Solved – Kruskal-Wallis Test and Mann-Whitney U Test

distributionskruskal-wallis test”nonparametricwilcoxon-mann-whitney-test

I have a three samples of data where each has a non-normal distribution:

enter image description here

I want to determine whether the samples differ. Therefore I apply the KW test and it gives me a significant value, i.e. the samples come from different populations?

This however, doesn't tell you anything about which are different. Therefore to compare two of the samples, the MWU test can be applied to each of the samples, i.e. three MWU tests are needed.

This has given me pause for thought:

1) Is it acceptable to apply the MWU test separately to each of the populations? Could this increase the false discovery rate? (Although I appreciate I don't have a large amount of populations to compare)

2) Would there be any point in using the KW test, if I am subsequently going to apply the MWU test to each of the samples?

Best Answer

1a) Is it acceptable to apply the MWU test separately to each of the populations?

Nope: (1) the rank sum test (i.e. $U$ test) ignores the specific rankings used to inform the inference in the Kruskal-Wallis test, and bases inference on a different set of rankings; (2) the rank sum test does not employ the pooled variance implied by the null hypothesis in the Kruskal-Wallis test (think about the t tests post hoc to a one-way ANOVA: they require pooled variance, right? Same here).

Dunn's test, the Conover-Iman test, and the Dwass-Steel-Crichtlow-Fligner test are all designed to address (1) and (2). Dunn's test is perhaps more frequently implemented in statistical software.

1b) Could this increase the false discovery rate? (Although I appreciate I don't have a large amount of populations to compare)

Yup. All the same issues with multiple comparisons arise, so you are correct to be concerned about the familywise error rate, or the false discovery rate. Dunn's test and the Conover-Iman test both permit multiple comparisons adjustments (pick your favorite approach). The DSCF test has control of the FWER built into it, in such a way that I think it would be difficult to subsequently apply FDR-controlling methods.
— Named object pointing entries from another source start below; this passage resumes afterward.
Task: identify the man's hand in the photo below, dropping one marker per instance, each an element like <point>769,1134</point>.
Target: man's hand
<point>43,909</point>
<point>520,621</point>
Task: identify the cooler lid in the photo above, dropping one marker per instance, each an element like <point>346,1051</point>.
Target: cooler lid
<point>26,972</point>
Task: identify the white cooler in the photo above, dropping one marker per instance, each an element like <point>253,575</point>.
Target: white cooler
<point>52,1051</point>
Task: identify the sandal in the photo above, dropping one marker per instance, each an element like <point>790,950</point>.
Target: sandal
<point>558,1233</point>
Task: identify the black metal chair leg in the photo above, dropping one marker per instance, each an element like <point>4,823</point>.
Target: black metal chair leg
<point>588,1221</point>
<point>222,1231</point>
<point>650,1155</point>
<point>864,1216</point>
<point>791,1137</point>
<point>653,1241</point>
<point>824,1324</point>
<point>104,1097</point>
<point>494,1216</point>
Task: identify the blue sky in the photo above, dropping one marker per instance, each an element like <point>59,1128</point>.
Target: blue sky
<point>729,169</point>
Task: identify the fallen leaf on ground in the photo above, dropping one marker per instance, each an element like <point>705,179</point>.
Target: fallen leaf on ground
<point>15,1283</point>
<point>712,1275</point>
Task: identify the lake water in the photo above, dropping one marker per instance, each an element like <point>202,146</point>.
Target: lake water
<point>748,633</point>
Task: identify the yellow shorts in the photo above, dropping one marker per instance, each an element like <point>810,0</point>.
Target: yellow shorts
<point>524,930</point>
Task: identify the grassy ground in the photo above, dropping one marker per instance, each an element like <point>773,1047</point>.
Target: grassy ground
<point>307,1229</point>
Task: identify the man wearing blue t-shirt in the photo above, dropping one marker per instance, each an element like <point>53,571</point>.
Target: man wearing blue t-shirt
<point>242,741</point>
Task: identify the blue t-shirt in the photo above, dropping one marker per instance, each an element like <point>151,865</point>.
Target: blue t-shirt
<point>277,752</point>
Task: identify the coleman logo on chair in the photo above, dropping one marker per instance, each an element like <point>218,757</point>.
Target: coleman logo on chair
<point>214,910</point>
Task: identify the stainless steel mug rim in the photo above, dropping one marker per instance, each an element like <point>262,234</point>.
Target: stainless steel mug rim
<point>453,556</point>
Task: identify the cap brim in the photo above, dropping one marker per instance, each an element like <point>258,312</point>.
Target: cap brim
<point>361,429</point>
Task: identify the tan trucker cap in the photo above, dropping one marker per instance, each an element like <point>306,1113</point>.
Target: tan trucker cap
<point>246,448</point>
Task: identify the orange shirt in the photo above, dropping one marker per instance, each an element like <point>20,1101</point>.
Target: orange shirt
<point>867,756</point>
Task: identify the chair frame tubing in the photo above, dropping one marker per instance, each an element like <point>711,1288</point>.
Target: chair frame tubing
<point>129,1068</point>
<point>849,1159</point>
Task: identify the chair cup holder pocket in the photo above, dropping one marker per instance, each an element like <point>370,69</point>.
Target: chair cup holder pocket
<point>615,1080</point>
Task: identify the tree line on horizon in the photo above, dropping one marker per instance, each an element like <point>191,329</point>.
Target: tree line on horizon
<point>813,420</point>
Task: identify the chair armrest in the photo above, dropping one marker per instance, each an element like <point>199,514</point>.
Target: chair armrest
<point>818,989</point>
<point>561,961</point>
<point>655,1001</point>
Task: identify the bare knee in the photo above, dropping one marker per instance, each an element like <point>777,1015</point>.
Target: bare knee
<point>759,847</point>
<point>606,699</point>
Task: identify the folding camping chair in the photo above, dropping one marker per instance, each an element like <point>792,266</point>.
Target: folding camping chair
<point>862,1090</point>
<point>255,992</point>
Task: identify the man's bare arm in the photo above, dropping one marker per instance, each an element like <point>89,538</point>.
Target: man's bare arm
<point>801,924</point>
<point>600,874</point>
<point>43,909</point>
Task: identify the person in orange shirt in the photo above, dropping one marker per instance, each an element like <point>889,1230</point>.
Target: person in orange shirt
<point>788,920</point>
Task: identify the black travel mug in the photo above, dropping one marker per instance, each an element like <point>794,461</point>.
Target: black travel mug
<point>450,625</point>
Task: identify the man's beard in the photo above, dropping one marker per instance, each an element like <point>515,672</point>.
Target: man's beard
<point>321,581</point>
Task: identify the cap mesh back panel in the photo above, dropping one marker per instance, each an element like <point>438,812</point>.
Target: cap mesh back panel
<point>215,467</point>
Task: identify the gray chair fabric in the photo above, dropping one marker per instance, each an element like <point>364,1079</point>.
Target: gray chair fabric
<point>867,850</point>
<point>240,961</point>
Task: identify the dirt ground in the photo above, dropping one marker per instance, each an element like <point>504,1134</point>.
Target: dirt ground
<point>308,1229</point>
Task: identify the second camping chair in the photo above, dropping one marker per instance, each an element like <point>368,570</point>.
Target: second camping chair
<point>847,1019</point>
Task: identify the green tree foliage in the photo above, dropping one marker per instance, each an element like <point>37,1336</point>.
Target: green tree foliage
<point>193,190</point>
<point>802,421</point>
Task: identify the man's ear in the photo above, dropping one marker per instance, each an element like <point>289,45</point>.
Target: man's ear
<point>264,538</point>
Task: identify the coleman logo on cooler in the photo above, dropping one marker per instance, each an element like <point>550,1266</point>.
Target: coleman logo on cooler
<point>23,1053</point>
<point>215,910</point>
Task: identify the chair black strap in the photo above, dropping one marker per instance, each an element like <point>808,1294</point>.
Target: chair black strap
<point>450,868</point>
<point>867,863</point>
2) Would there be any point in using the KW test, if I am subsequently going to apply the MWU test to each of the samples?

This is a more general question about the nature of omnibus tests relative to post hoc tests, and I refer you to the literature. Off the bat, I can think of two reasons to perform an omnibus test prior to conducting post hoc tests:

  1. Laziness. If the number of pairwise comparisons is very large (which can grow as fast as $k(k-1)/2$, where $k$ is the number of groups, then a negative result on the omnibus test may indicate that you need not proceed to all the tedium of pairwise tests (although computers help with that), nor proceed to the tedium of interpreting all those pairwise tests (although computers can help somewhat with that), nor proceed to waste a lot of paper presenting all those tests.

  2. The omnibus test gives one a moment where $\alpha$ can be interpreted for a single test, without the complexifications that arise when thinking about, inferring over and communicating about families of tests, or about the nature false discovery across many tests.

I don't find these especially compelling. How do you normally think about, for example, conducting a one-way ANOVA? The same reasoning applies here. If you have already decided on the two-way tests a priori I suppose you can ignore the Kruskal-Wallis (although, when considering which pairwise test to use, I might give some serious thought to two points I made in my answer to 1a).

Caveat: The Conover-Iman test is explicit in its assumption that the Kruskal-Wallis test has been rejected (indeed, the Kruskal-Wallis test statistic itself is used to compute their t approximations to the actual rank sum distributions).